Billionaire entrepreneur and innovator Elon Musk may have just opened a new chapter in internet history – albeit unintentionally. His new policies on Twitter and the digital refugees he has created, most fleeing to the previously obscure Twitter-like platform Mastodon, could give rise to a very new kind of social media experience.
In buying Twitter, Musk, a self-described free speech absolutist, reinstated accounts belonging to former President Donald Trump, right-wing satire website Babylon Bee and occasionally crude left-wing comedian Kathy Griffin. This was coupled with removing the verification requirements (which have since been updated), adding a monthly fee, as well as mass layoffs within the company.
More recently, Twitter suspended several journalists who reported information about Musk’s jet.

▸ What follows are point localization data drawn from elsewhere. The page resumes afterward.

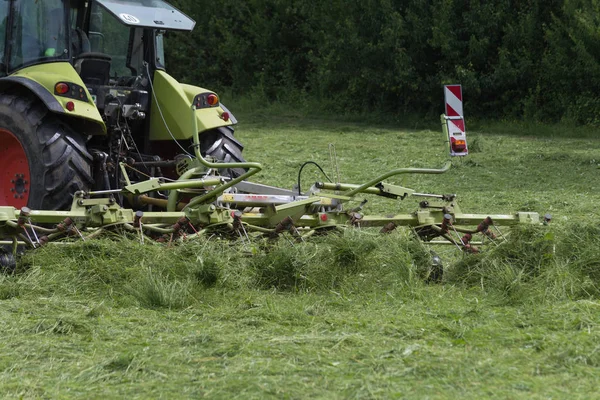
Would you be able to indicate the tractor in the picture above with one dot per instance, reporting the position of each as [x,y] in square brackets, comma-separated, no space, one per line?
[84,89]
[96,137]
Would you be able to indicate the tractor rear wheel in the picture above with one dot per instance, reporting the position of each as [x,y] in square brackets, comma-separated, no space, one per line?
[224,147]
[43,161]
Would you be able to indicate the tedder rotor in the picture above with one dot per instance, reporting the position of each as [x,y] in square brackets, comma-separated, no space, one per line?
[202,202]
[95,135]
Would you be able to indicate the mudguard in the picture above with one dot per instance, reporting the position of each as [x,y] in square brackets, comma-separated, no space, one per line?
[174,108]
[41,80]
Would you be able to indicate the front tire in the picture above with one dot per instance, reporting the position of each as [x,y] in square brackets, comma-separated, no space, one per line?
[43,160]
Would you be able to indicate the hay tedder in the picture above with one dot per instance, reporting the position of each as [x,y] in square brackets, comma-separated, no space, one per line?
[95,136]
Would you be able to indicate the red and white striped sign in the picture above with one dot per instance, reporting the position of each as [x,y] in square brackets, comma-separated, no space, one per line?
[453,96]
[455,121]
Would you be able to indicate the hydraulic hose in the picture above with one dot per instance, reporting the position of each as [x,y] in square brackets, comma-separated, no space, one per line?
[253,168]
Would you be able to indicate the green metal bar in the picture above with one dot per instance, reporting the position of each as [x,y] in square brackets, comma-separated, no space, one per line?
[399,171]
[351,186]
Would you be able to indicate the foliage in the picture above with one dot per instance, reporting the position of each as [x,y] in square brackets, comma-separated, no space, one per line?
[537,59]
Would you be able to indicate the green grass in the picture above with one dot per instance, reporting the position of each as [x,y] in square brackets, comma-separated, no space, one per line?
[340,316]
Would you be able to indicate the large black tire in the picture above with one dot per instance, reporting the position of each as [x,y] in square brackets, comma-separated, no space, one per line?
[59,163]
[224,147]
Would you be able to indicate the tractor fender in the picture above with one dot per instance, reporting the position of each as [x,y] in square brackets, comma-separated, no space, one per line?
[231,117]
[41,80]
[171,110]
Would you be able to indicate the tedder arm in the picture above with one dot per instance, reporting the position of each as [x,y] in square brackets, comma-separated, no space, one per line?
[203,202]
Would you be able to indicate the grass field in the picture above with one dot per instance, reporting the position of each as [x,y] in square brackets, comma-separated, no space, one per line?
[346,316]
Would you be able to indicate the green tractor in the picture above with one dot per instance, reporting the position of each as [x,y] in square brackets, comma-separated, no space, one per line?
[83,90]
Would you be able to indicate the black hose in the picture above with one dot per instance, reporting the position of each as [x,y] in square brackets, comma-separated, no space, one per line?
[300,173]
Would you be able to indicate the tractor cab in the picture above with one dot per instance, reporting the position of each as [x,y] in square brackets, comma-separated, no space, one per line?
[90,75]
[130,31]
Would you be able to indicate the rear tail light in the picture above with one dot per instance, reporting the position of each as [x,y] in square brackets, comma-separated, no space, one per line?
[458,145]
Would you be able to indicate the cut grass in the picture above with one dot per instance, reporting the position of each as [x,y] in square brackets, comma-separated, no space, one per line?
[342,316]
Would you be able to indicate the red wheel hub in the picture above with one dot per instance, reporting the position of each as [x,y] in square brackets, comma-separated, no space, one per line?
[14,171]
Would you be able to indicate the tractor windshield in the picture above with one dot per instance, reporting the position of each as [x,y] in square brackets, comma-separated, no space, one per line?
[38,32]
[155,14]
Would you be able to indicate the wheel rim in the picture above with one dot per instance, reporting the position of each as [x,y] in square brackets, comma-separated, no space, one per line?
[14,171]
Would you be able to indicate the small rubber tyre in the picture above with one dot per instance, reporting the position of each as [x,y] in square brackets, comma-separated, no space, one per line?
[221,145]
[43,161]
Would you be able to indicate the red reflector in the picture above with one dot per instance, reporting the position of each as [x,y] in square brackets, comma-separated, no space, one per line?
[212,99]
[61,88]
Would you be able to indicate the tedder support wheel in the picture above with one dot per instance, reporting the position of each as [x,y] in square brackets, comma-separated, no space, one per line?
[223,146]
[42,160]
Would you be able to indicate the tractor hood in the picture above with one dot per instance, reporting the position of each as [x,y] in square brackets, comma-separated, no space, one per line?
[155,14]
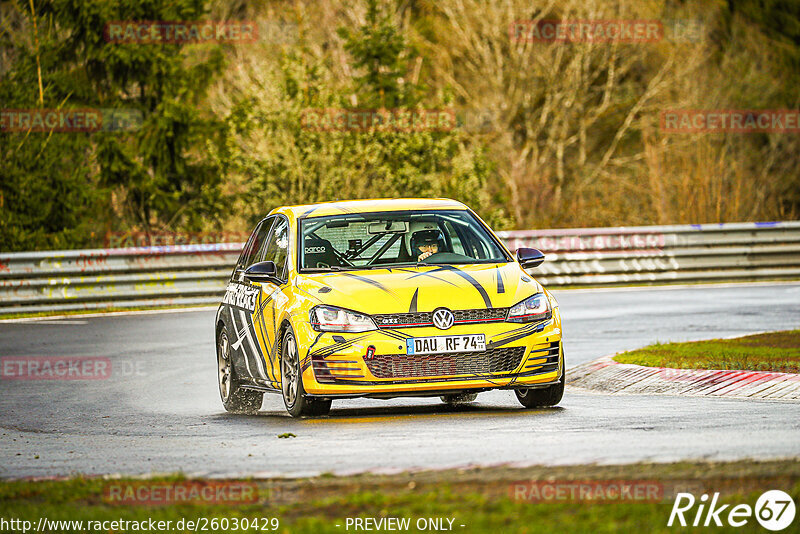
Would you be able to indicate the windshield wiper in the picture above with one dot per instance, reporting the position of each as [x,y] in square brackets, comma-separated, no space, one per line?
[322,269]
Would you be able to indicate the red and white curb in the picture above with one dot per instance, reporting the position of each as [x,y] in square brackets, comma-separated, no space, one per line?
[604,374]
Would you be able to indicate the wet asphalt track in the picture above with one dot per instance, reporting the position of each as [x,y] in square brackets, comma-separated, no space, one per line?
[160,411]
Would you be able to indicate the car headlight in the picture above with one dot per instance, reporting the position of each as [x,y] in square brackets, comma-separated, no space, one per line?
[333,319]
[534,308]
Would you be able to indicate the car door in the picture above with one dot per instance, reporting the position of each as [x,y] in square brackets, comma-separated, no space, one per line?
[271,302]
[241,297]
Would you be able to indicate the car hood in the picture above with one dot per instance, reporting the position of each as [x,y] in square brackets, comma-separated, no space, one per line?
[424,288]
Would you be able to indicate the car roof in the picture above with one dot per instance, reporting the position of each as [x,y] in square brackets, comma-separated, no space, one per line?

Unhappy with the changes and the controversy, some users flocked to other services, such as Mastodon, the much smaller European alternative to Twitter, the brainchild of free speech advocate and German software engineer Eugen Rochko. But can Mastodon compete with Twitter’s reach? While Mastodon’s 1 million users pales in comparison to Twitter’s 238 million users, Mastodon’s secret weapon is that it’s more than just a website. It is a federation of sites that can maintain their autonomy while exchanging information with each other. Mastodon uses a free and open social media protocol, ActivityPub, which allows any social media to connect to any other as long as they are open and transparent with each other. Several platforms such as YouTube-like PeerTube, Instagram alternative Pixelfed, and social network Friendica already do this. Twitter’s move to Mastodon and ActivityPub could be an epoch-making digital revolution comparable to the invention of the web itself. ActivityPub can restore the web and its most sophisticated layer, social media, to the open, universally connectable vision of the internet itself. Our most popular social media platforms – Facebook, Twitter and TikTok – remain walled gardens, only allowing users to exchange information within applications under the same ownership or create applications within each platform. This drawback does not apply to ActivityPub-enabled sites. Away from the walled gardens are fields connected by open roads.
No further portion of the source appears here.